Project:      Central nervous mechanisms regulating mammalian neuroendocrine and cardiovascular function

Start Date:             July 01, 1998

Finish Date:           June 30, 2000

Scientific or Technological Objectives:    This project is in the category of Basic Research.  In mammals, the hypothalamic suprachiasmatic nucleus is regarded as the main biological clock that entrains various body functions, including neuroendocrine and cardiovascular functions, into a circadian rhythmicity.  Manifestations of this entrainment are the early morning peaks in circulating glucocorticoids (endocrine) and arterial blood pressure (cardiovascular).  However the cellular mechanisms involved in this entrainment remain to be identified.  Neurons in the hypothalamic paraventricular nucleus designated as regulators of neuroendocrine or autonomic functions are likely targets for suprachiasmatic entrainment.  On the hypothesis that suprachiasmatic neurons exert this control via their projections to paraventricular nucleus, the objective is to use an in vitro brain slice preparation of rat hypothalamus and patch clamp recording techniques to define the characteristics of neurotransmission between the suprachiasmatic nucleus and neurons in the paraventricular nucleus.  Since most suprachiasmatic nucleus neurons synthesize the inhibitory neurotransmitter GABA, we will seek evidence that electrical stimulation in suprachiasmatic nucleus evokes a monosynaptic inhibitory postsynaptic potential in specific paraventricular nucleus neurons, blockable with selective GABA-A receptor antagonists.  Such observations would be proof of a direct connection, and that suprachiasmatic outflow pathways do indeed affect (inhibit) the excitability of neurons in the target nucleus.  Target paraventricular neurons with a neuroendocrine role (i.e. secretion of posterior pituitary hormones) can be recognized by their known and unique intrinsic electrical properties, and large cell size when visualized after intracellular labeling.  Target neurons regulating cardiovascular functions can be recognized through retrogradely transported labels injected into cardiovascular sites in the brainstem medulla.

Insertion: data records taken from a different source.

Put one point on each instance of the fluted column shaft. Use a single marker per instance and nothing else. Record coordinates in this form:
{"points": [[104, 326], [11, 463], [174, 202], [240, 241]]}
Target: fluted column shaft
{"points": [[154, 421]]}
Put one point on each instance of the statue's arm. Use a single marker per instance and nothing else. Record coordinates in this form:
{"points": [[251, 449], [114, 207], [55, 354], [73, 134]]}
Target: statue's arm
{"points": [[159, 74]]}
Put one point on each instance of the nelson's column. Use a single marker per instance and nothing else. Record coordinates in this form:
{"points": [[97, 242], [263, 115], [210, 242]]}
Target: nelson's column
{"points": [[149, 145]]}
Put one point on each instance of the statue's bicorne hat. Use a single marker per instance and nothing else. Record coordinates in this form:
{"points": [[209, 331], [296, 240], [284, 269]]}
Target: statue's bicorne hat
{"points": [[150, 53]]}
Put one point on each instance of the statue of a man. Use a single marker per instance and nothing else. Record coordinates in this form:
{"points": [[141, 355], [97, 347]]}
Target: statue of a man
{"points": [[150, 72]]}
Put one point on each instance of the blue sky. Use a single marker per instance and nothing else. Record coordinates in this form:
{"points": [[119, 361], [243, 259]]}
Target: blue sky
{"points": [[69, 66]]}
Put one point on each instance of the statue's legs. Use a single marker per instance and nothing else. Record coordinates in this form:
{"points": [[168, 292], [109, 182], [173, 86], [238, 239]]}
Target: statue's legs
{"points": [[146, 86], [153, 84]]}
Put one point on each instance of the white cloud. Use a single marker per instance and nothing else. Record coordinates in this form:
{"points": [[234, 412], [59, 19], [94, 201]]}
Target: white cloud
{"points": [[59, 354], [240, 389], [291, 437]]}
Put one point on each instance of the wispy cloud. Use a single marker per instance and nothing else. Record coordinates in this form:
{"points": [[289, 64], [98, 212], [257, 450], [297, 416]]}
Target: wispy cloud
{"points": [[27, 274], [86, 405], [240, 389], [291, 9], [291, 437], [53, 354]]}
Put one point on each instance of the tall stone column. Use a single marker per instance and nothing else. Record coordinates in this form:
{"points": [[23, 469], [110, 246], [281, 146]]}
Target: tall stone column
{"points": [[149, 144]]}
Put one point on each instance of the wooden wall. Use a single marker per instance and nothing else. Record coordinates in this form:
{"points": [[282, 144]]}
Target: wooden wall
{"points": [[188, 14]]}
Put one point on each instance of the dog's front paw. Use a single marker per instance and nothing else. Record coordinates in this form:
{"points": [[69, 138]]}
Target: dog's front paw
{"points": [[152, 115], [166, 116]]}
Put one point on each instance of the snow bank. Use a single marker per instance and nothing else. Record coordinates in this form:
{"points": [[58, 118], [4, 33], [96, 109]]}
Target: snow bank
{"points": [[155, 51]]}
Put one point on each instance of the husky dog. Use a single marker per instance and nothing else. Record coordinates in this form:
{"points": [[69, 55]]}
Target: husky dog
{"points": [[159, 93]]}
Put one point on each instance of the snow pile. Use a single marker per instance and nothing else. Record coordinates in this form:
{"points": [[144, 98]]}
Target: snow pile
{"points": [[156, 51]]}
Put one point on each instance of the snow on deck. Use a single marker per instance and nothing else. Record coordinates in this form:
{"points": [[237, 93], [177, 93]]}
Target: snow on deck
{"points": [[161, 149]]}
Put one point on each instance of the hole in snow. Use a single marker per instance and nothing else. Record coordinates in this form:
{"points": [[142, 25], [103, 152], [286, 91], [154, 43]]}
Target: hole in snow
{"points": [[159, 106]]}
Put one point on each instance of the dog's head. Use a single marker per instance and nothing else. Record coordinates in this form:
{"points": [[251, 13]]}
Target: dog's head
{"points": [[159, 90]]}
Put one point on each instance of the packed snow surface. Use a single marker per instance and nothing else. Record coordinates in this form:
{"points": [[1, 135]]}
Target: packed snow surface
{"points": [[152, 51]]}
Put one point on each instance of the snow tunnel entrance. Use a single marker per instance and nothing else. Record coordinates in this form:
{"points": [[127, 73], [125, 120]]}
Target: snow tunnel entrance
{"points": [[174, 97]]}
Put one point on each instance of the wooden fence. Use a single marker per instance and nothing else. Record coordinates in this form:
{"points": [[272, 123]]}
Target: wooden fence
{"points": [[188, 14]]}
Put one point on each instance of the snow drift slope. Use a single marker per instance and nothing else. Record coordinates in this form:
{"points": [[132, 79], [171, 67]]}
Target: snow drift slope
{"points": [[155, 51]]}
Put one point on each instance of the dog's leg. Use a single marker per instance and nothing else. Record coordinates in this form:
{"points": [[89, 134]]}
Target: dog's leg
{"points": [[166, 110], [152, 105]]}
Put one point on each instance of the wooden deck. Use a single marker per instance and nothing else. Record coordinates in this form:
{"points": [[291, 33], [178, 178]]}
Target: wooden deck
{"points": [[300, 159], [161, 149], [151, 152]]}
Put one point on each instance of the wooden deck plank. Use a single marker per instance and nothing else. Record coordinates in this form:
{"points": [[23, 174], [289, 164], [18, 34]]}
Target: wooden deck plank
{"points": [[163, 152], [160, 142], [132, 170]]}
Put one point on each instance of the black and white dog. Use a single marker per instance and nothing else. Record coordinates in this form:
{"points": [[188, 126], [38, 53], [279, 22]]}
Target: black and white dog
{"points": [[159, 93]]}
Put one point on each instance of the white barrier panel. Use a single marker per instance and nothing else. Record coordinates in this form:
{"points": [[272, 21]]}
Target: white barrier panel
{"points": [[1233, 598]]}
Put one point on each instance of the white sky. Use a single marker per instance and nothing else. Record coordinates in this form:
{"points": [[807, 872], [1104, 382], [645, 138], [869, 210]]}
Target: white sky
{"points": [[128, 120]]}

Scientific or Technological Advancement: In the broad field of Neuroscience, this research is classed as neurophysiology and neuropharmacology.  The current approaches to this area involve the use of in-vitro preparations and patch clamp recordings, so as to achieve a measure of experimental control not possible with in vivo whole animal recording.   The technological advancement is the achievement of a brain slice preparation that contains the actual connections to be studied between the source, the suprachiasmatic nucleus, and the putative target, the paraventricular nucleus.  The scientific advancement  would be indisputable evidence that the connections can actually be demonstrated in data that are indisputable, revealing direct pathways that use a neurotransmitter that is likely to be made by the suprachiasmatic neurons.

Scientific or  Technological Uncertainty:

1.     The existence of ‘direct’ connections from the suprachiasmatic nucleus to the various subtypes of neurons in the paraventricular nucleus has been at best controversial mainly because the most recent anatomical tracer studies have not been done at the level of resolution (electron microscopic) that would prove their existence.  While we lack the detailed anatomical proof, we interpret our data as functional indication for the existence of ‘direct’ connections between suprachiasmatic and paraventricular nucleus neurons.

2.     Use of electrical stimulation always raises concerns that an observed response is due to an artifact of current spread to neurons that are outside the area of interest, in the peri-suprachiasmatic region.  We attempt to replicate the results of electrical stimulation by alternative means, that is chemical (glutamate) microstimulation, which only activates cell bodies, not fibers of passage.

3.     The major technical concern is the variability in the slice preparation itself.  This arises in part because of the way the brain is sliced, resulting in variances in the data used to support the hypothesis.  We are attempting to capture the majority of the neural pathways we wish to study by cutting thicker brain slice preparations.  A drawback is that cells become less viable in thicker slices because of poorer penetration of the nutrient media.